My WIP features a land that stretches 1500 miles at its longest points. I imagine that, if you compare this world to Earth, this continent would sit in the southern hemisphere. Cold climates towards the bottom, warmer in the north. In the center of the continent, there is a mountain range known to be hostile, icy, and frigid, death to anyone who enters. 181 miles to the north, there is a country made up almost entirely of arid desert land. 

I just wanted to know, is this likely or remotely realistic? If I need to supplement any more information, I'd be happy to!


----------



## ink. (Jun 2, 2014)

Sir Kieran said:


> I just wanted to know, is this likely or remotely realistic?



No... but, this is fantasy writing; I wouldn't get too hung up on that! Considering people can get away with having floating mountains and such, I would have no trouble believing that there was a country made of entirely sandy desert and tundra.

What I would consider more important is how you plan to have your characters survive realistically in such an inhospitable world, resources like food and water will be at a premium and so have more influence on the story.


----------



## Penpilot (Jun 3, 2014)

If you look at Egypt, one of the most populous countries in the world, covering an area of 390 000 sq miles, the bulk of the population lives along the Nile river, covering only 15 000 square miles, where the only arable land is found.

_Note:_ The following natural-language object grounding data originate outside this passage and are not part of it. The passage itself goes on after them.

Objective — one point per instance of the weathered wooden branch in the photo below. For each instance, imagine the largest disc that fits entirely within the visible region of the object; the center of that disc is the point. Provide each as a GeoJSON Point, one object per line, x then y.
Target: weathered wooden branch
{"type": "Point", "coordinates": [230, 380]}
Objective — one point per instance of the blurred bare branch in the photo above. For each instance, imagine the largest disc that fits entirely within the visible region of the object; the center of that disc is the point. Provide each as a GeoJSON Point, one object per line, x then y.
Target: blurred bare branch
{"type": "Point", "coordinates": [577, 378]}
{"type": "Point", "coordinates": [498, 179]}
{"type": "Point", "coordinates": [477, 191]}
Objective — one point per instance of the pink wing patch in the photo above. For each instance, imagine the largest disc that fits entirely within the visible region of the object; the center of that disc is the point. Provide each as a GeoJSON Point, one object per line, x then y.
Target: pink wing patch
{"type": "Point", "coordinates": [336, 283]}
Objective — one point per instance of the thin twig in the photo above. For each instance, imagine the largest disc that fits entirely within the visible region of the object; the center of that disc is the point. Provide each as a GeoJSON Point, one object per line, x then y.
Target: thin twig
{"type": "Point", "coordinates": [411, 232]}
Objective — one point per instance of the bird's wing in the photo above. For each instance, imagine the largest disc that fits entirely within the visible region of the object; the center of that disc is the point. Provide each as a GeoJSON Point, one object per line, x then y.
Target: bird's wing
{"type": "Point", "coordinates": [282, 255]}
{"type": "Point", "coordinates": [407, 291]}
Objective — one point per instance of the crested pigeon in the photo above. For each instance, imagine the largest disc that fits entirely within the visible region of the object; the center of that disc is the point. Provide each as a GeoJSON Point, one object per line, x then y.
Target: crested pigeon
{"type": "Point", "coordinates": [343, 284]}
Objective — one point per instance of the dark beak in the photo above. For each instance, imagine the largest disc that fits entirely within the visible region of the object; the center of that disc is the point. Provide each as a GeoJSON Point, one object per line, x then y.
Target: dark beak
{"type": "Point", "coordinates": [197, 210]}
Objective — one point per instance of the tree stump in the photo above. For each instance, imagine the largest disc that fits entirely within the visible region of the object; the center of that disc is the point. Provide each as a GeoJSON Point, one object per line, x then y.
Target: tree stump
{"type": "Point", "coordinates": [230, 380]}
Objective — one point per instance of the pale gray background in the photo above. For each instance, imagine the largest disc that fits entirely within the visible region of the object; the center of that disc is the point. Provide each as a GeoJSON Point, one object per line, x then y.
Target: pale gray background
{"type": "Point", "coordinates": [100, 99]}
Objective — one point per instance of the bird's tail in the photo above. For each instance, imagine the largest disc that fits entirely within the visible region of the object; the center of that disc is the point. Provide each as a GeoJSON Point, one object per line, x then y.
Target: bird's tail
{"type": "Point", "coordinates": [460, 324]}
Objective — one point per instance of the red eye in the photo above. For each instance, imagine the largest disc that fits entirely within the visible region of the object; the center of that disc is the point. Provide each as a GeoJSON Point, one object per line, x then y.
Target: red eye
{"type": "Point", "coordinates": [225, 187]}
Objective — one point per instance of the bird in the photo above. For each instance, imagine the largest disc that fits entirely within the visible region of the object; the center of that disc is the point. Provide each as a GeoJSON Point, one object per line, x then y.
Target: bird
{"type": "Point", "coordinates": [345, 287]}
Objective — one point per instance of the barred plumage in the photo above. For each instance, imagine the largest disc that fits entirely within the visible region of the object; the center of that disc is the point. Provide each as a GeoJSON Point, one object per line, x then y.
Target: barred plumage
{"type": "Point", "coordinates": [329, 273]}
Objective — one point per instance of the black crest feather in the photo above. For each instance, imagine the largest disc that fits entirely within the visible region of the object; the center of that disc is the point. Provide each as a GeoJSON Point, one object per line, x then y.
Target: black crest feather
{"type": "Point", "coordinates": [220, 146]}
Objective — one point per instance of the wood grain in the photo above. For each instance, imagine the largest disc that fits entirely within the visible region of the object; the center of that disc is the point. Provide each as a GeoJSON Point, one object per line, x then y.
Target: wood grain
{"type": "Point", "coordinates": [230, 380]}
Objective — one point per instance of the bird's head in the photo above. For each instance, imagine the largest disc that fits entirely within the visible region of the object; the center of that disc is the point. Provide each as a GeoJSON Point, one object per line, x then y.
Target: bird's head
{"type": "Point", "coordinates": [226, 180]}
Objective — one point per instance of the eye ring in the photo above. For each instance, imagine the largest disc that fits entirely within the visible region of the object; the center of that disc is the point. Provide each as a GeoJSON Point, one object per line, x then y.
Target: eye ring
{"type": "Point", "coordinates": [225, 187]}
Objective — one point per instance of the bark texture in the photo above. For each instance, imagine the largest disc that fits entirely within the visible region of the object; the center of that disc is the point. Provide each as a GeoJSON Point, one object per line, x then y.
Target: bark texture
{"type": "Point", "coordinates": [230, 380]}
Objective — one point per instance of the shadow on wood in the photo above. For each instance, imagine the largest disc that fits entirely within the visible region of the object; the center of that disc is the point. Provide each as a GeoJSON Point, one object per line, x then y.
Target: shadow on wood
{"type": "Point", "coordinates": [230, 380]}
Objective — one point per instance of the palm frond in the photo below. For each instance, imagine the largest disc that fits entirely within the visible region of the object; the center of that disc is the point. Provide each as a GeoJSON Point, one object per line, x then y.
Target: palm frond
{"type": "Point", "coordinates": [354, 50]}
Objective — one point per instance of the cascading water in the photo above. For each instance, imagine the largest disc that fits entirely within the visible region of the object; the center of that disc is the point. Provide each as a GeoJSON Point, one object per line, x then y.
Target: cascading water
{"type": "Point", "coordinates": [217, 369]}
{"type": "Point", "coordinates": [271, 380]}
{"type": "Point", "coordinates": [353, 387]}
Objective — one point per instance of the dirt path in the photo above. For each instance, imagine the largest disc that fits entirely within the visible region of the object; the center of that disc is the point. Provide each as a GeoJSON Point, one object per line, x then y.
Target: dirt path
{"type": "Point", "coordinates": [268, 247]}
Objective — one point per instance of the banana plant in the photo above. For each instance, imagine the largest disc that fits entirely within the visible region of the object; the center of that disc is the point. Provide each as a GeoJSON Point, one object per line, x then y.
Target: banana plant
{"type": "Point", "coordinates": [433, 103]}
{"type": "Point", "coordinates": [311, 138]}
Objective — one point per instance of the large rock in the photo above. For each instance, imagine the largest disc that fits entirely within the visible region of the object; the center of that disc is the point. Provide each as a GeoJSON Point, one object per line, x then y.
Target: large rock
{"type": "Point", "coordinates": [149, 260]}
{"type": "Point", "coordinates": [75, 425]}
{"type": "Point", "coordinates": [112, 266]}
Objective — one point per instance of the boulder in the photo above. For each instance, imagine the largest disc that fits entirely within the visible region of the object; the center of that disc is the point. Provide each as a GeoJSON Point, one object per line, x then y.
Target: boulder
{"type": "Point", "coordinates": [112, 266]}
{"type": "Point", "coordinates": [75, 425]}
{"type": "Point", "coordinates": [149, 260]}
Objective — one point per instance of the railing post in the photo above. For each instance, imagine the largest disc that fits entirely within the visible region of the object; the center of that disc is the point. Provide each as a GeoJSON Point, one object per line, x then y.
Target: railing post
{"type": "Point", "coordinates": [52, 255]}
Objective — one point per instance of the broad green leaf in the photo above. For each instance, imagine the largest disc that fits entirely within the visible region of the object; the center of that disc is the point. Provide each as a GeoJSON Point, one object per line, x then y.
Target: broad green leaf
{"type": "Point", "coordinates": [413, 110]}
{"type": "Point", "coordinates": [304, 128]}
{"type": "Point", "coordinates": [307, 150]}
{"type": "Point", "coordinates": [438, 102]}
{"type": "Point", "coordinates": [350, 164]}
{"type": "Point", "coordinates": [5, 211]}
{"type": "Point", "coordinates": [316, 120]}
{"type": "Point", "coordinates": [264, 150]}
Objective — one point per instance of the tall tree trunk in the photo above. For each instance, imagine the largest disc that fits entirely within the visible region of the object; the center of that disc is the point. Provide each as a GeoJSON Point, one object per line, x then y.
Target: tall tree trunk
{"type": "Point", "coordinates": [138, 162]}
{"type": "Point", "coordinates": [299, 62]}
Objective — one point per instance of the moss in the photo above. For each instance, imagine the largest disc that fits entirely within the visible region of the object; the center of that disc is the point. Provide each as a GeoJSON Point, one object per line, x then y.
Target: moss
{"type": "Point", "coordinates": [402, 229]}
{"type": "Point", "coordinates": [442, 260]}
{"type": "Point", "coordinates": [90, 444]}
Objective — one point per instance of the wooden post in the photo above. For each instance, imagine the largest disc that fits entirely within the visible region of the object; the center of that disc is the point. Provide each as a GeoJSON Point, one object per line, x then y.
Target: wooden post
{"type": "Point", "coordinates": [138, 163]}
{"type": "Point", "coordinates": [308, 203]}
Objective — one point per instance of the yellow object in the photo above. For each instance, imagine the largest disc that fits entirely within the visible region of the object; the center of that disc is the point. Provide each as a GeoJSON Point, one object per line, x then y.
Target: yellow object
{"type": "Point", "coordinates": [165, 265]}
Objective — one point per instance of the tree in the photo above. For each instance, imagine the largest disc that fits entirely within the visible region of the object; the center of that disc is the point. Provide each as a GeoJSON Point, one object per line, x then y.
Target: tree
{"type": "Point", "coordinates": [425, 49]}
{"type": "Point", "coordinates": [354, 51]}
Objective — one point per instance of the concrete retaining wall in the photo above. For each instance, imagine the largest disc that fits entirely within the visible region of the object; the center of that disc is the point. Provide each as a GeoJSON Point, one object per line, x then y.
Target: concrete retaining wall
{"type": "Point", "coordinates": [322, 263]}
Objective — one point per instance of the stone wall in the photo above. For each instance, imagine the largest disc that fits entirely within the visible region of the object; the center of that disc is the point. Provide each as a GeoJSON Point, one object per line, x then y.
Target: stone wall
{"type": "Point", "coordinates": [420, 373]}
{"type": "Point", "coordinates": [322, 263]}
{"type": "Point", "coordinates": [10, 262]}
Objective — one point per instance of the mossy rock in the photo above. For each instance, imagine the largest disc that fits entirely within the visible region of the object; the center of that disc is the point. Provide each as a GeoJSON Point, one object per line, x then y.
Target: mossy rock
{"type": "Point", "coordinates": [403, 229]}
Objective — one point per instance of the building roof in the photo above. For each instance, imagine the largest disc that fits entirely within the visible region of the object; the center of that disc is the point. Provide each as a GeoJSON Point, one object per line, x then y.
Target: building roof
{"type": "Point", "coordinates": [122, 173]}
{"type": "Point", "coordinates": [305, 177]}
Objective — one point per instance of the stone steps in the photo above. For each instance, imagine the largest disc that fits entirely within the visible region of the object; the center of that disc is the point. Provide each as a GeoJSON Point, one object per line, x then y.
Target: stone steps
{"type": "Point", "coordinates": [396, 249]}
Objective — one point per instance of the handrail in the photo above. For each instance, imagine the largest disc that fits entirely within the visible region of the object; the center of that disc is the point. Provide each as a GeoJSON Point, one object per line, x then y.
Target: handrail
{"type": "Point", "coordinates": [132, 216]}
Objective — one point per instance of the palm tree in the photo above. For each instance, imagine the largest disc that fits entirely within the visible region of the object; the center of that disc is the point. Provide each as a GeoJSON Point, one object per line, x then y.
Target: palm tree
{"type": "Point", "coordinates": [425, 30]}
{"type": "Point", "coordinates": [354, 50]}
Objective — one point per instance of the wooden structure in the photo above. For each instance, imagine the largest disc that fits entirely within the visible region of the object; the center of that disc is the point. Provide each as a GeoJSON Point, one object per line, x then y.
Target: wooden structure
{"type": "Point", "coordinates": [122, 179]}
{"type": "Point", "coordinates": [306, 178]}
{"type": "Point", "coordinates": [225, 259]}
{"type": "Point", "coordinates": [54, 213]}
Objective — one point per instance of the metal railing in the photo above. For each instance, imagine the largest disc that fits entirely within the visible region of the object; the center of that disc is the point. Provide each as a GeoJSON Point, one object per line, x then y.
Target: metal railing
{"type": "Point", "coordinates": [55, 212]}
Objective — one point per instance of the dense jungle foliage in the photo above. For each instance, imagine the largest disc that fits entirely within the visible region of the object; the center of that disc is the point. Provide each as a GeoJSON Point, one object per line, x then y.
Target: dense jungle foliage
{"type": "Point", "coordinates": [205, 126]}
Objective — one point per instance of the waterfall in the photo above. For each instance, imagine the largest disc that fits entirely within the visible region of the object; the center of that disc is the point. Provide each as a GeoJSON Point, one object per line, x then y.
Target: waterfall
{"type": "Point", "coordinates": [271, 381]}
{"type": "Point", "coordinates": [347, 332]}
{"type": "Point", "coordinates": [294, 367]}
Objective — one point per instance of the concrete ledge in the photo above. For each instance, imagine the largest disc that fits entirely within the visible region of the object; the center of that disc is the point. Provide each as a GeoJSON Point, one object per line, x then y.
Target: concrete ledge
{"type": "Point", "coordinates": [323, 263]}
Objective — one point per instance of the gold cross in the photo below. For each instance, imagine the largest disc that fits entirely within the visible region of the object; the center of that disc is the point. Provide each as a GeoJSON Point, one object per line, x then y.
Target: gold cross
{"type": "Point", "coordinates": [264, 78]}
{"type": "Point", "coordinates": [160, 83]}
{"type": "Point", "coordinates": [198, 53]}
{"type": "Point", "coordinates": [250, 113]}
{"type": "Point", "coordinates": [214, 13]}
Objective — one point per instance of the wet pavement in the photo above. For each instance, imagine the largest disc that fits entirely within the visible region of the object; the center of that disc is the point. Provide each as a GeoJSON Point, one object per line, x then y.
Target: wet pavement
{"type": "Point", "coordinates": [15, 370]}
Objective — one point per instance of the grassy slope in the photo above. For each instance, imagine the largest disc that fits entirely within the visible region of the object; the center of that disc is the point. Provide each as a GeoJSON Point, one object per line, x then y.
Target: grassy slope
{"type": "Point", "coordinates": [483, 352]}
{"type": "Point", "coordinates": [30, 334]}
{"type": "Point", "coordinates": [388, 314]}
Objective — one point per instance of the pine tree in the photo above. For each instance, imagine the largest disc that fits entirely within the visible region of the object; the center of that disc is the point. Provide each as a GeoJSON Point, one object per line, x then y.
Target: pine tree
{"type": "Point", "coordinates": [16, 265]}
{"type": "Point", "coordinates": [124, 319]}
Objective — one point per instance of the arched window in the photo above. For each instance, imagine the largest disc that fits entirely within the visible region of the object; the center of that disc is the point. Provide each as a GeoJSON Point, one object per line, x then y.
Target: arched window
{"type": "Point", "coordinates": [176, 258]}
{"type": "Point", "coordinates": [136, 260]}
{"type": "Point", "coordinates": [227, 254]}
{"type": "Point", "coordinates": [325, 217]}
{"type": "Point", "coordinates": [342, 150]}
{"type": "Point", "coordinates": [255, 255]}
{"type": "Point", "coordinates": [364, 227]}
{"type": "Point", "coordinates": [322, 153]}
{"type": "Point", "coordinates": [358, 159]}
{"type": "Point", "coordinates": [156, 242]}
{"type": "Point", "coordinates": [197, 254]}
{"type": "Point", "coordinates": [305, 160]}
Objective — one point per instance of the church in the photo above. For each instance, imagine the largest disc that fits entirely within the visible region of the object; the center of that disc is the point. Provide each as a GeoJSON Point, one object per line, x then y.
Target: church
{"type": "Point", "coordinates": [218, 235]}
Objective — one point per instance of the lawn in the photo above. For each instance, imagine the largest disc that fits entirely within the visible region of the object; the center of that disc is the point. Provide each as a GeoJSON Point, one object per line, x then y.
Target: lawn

In inhospitable lands, people will live in places where they have easier access to the necessities of life, so as long as you give them places where they have access to fresh water, land to farm, etc. I don't see any reason why a country couldn't exist in such an environment.


----------



## thedarknessrising (Sep 4, 2014)

Well, Game of Thrones features a land that can be plunged into a ten year long winter. I don't see why what you have planned wouldn't work. But like ink said, the characters need to survive in a realistic manner.


----------